Deferred accrual of VAT on imports
With effect from 1 July 2019, Bulgaria will apply the so-called deferred accrual of VAT (or reverse-charge mechanism) on imports of certain goods (pursuant to art. 211 of the EU VAT Directive). The newly introduced rules will be applicable to certain categories of taxable persons and will cover the importation of the goods listed in Appendix No. 3 to the VAT Act. The list of goods includes ferrous and non-ferrous metals, ores, organic and non-organic chemical products (i.e. the goods referenced in Chapters 25, 26, 28, 29 and Chapters 72–80 of the Combined Nomenclature).
The importers who are entitled to apply the deferred accounting of VAT should meet all of the following conditions:
- they must have been registered for VAT purposes under the general VAT registration rules at least six months prior to the import,
- they should not have any outstanding public liabilities, and
- the customs value of each item declared for import must be equal to or higher than BGN 50,000 (approx. EUR 25,500).
The right to input VAT deduction is applied through the monthly VAT return submitted by the importer by including the import customs declaration and the protocol for VAT reverse charge in the monthly VAT sales and purchase ledgers. Thus, the importer is entitled to enjoy input VAT deduction without the import VAT being effectively paid to the customs office upon importation of the goods.
Following the latest amendment to the Implementing Regulation to the VAT Act, the conditions which should be cumulatively fulfilled so that the triangulation simplification applies are as follows:
- The supply of goods must be carried out between three taxable persons;
- A VAT-registered person in member state A (transferor) supplies the goods to a VAT-registered person in member state B (intermediary). Subsequently, the intermediary from state B supplies the same goods to the end customer registered in member state C (acquirer);
- The goods should be transported directly from member state A to member state C;
- The intermediary should not be registered for VAT purposes in either state A or state C. Nevertheless, this condition shall be deemed fulfilled even in the event that the intermediary is VAT-registered in member state A or C, but has performed the intra-Community acquisition of the goods under its VAT ID number issued in member state B.
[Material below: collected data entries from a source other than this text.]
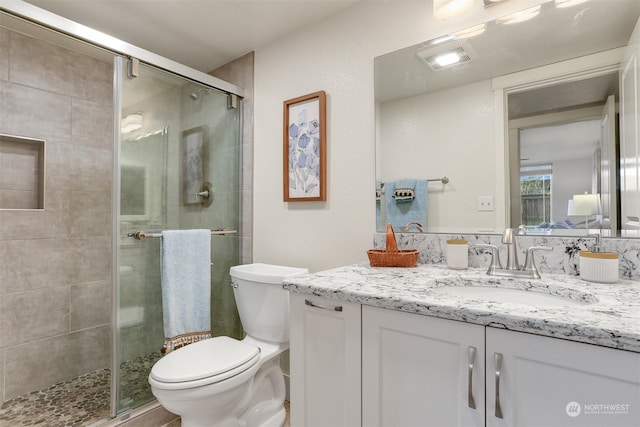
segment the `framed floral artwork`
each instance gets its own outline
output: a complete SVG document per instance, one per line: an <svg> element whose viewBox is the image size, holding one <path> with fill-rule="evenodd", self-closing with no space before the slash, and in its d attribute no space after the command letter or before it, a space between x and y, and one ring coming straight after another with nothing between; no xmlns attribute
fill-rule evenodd
<svg viewBox="0 0 640 427"><path fill-rule="evenodd" d="M284 101L284 201L327 200L326 94Z"/></svg>

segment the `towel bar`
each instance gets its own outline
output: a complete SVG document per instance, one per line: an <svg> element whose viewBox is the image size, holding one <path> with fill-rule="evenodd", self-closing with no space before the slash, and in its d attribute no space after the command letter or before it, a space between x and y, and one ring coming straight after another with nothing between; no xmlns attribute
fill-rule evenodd
<svg viewBox="0 0 640 427"><path fill-rule="evenodd" d="M448 184L449 183L449 178L447 178L446 176L443 176L442 178L431 178L431 179L427 180L427 182L432 182L432 181L440 181L443 184Z"/></svg>
<svg viewBox="0 0 640 427"><path fill-rule="evenodd" d="M212 236L226 236L227 234L236 234L237 230L227 230L226 228L220 228L217 230L211 230ZM133 237L135 240L145 240L150 238L162 237L162 233L149 233L144 230L134 231L133 233L127 233L127 237Z"/></svg>

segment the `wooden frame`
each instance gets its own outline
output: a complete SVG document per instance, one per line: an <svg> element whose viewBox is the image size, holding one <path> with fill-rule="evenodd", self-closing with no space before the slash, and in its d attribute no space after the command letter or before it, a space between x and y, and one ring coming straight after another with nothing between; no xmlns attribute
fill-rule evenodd
<svg viewBox="0 0 640 427"><path fill-rule="evenodd" d="M284 101L284 201L327 200L326 94Z"/></svg>

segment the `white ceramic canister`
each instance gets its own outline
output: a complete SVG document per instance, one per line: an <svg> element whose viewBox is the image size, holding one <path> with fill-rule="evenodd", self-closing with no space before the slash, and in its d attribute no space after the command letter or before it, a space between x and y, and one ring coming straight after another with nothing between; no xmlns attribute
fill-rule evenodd
<svg viewBox="0 0 640 427"><path fill-rule="evenodd" d="M469 242L464 239L447 240L447 266L453 270L469 267Z"/></svg>
<svg viewBox="0 0 640 427"><path fill-rule="evenodd" d="M615 252L580 251L580 277L589 282L617 282L618 254Z"/></svg>

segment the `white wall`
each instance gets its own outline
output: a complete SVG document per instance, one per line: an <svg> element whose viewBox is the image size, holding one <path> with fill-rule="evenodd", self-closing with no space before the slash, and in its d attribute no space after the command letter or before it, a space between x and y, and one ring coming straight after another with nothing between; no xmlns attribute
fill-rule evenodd
<svg viewBox="0 0 640 427"><path fill-rule="evenodd" d="M429 1L362 0L256 51L254 261L318 271L366 260L375 231L373 59L540 0L477 3L435 21ZM285 203L282 103L317 90L327 92L327 201Z"/></svg>
<svg viewBox="0 0 640 427"><path fill-rule="evenodd" d="M494 115L489 80L380 104L378 179L450 179L428 186L428 231L495 228L495 211L477 211L495 188Z"/></svg>

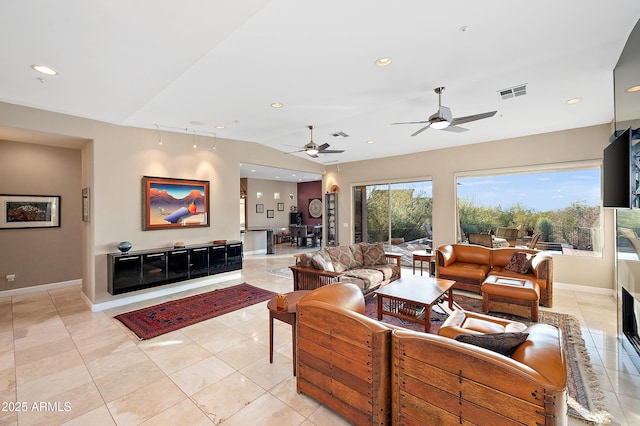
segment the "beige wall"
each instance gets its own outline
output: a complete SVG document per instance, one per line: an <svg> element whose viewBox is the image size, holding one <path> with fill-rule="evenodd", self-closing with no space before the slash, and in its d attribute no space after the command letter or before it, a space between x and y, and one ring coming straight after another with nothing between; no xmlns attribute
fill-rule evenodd
<svg viewBox="0 0 640 426"><path fill-rule="evenodd" d="M0 291L81 279L80 151L0 140L0 194L61 196L59 228L0 230Z"/></svg>
<svg viewBox="0 0 640 426"><path fill-rule="evenodd" d="M602 150L612 132L600 125L563 132L533 135L418 154L340 164L327 167L325 191L336 183L340 187L340 242L353 240L352 191L356 184L428 179L433 180L434 244L451 243L456 238L456 174L470 171L513 171L568 163L600 164ZM339 168L339 171L338 171ZM604 212L604 256L583 258L554 256L556 282L613 289L613 215ZM344 227L344 224L347 227Z"/></svg>
<svg viewBox="0 0 640 426"><path fill-rule="evenodd" d="M256 197L262 192L262 198ZM274 193L280 193L280 199L274 199ZM289 199L293 194L293 200ZM298 184L275 180L248 179L247 181L247 227L249 228L288 228L290 206L297 205ZM284 211L278 211L278 203L284 203ZM264 213L256 213L256 204L264 204ZM267 218L267 210L273 210L273 219Z"/></svg>

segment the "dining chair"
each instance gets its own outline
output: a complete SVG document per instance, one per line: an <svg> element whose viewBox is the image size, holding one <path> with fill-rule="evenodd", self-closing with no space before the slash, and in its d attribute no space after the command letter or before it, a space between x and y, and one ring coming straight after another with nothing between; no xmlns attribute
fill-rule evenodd
<svg viewBox="0 0 640 426"><path fill-rule="evenodd" d="M536 244L538 244L538 240L540 239L540 235L542 232L537 232L531 236L531 241L529 242L529 246L527 248L534 249L536 248Z"/></svg>

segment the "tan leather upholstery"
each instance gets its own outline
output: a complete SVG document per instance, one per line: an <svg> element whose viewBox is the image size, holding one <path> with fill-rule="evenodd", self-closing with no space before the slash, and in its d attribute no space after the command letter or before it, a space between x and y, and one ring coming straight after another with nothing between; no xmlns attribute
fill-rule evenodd
<svg viewBox="0 0 640 426"><path fill-rule="evenodd" d="M444 321L438 334L454 339L459 334L520 332L525 328L521 322L456 309Z"/></svg>
<svg viewBox="0 0 640 426"><path fill-rule="evenodd" d="M361 312L354 284L328 284L298 302L297 389L355 424L388 424L391 329Z"/></svg>
<svg viewBox="0 0 640 426"><path fill-rule="evenodd" d="M527 274L507 271L513 253L533 255ZM540 287L540 304L553 306L553 257L549 253L526 248L487 248L469 244L444 244L435 251L436 277L456 281L454 288L480 294L480 286L489 275L525 278Z"/></svg>
<svg viewBox="0 0 640 426"><path fill-rule="evenodd" d="M329 284L298 302L298 392L358 425L566 424L566 367L555 327L526 329L527 341L509 358L387 327L360 314L363 304L352 284ZM482 321L511 323L463 314L454 318L468 331Z"/></svg>
<svg viewBox="0 0 640 426"><path fill-rule="evenodd" d="M393 424L566 425L562 334L526 330L511 357L456 340L392 333Z"/></svg>

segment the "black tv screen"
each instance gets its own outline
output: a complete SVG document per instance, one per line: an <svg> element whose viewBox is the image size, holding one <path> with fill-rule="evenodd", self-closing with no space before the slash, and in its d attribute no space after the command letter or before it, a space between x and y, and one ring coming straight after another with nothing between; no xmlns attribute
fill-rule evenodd
<svg viewBox="0 0 640 426"><path fill-rule="evenodd" d="M630 129L604 149L602 167L602 205L630 209L633 202Z"/></svg>

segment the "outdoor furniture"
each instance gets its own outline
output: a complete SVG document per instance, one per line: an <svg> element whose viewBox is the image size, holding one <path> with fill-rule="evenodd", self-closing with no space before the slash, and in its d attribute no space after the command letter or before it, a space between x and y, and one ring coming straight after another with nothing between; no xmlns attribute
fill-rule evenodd
<svg viewBox="0 0 640 426"><path fill-rule="evenodd" d="M530 249L536 248L536 244L538 244L538 240L540 239L540 235L542 235L541 232L533 234L533 236L531 237L531 241L529 241L529 245L527 247L530 248Z"/></svg>
<svg viewBox="0 0 640 426"><path fill-rule="evenodd" d="M516 240L518 239L518 228L498 227L496 237L504 238L511 247L515 247Z"/></svg>
<svg viewBox="0 0 640 426"><path fill-rule="evenodd" d="M493 247L493 238L491 237L491 234L475 234L470 232L467 234L467 237L469 238L469 244L476 244L489 248Z"/></svg>

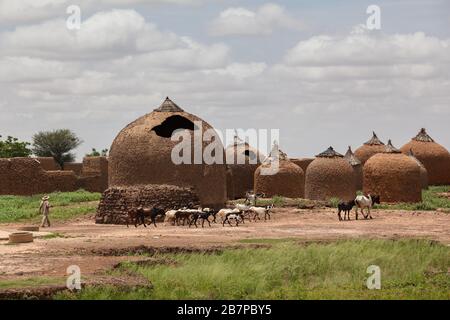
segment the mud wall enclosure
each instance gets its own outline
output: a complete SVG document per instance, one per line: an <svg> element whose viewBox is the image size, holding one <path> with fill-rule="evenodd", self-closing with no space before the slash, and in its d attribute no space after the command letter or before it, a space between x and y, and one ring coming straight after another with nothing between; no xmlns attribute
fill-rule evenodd
<svg viewBox="0 0 450 320"><path fill-rule="evenodd" d="M85 158L79 174L59 166L52 158L0 159L0 194L29 196L85 189L103 192L108 187L108 160Z"/></svg>
<svg viewBox="0 0 450 320"><path fill-rule="evenodd" d="M164 210L193 208L200 201L194 189L170 185L112 187L100 200L95 222L98 224L126 224L128 211L137 206L158 207Z"/></svg>

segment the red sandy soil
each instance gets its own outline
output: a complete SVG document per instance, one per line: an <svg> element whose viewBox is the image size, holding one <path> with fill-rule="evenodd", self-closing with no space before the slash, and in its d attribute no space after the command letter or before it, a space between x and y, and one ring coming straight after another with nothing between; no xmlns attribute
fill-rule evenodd
<svg viewBox="0 0 450 320"><path fill-rule="evenodd" d="M443 212L373 210L373 220L339 222L336 210L276 209L271 221L246 222L239 227L189 229L159 224L142 226L96 225L93 219L56 223L43 229L64 238L35 239L34 243L8 245L0 242L0 280L34 276L63 277L70 265L78 265L86 275L100 275L129 256L128 249L139 246L158 250L207 250L243 246L242 239L296 238L300 241L340 239L430 239L450 245L450 214ZM352 213L352 219L354 214ZM13 230L19 224L0 225ZM148 249L147 248L147 249Z"/></svg>

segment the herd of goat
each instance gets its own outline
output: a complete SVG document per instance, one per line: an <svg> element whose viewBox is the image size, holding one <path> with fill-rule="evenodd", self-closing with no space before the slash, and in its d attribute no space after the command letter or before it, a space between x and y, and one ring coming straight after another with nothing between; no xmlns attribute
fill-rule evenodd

- The acquirer accounts for the VAT due in relation to the supply.
VAT treatment of vouchers
The Vouchers Directive (EU) 2016/1065 of 27 June 2016 was implemented in Bulgarian VAT law as of 1 January 2019. The newly adopted provisions introduce the terms ‘single-purpose voucher’ and ‘multi-purpose voucher’ and establish the rules for their VAT treatment.
The new rules will apply for vouchers issued after 31 December 2018.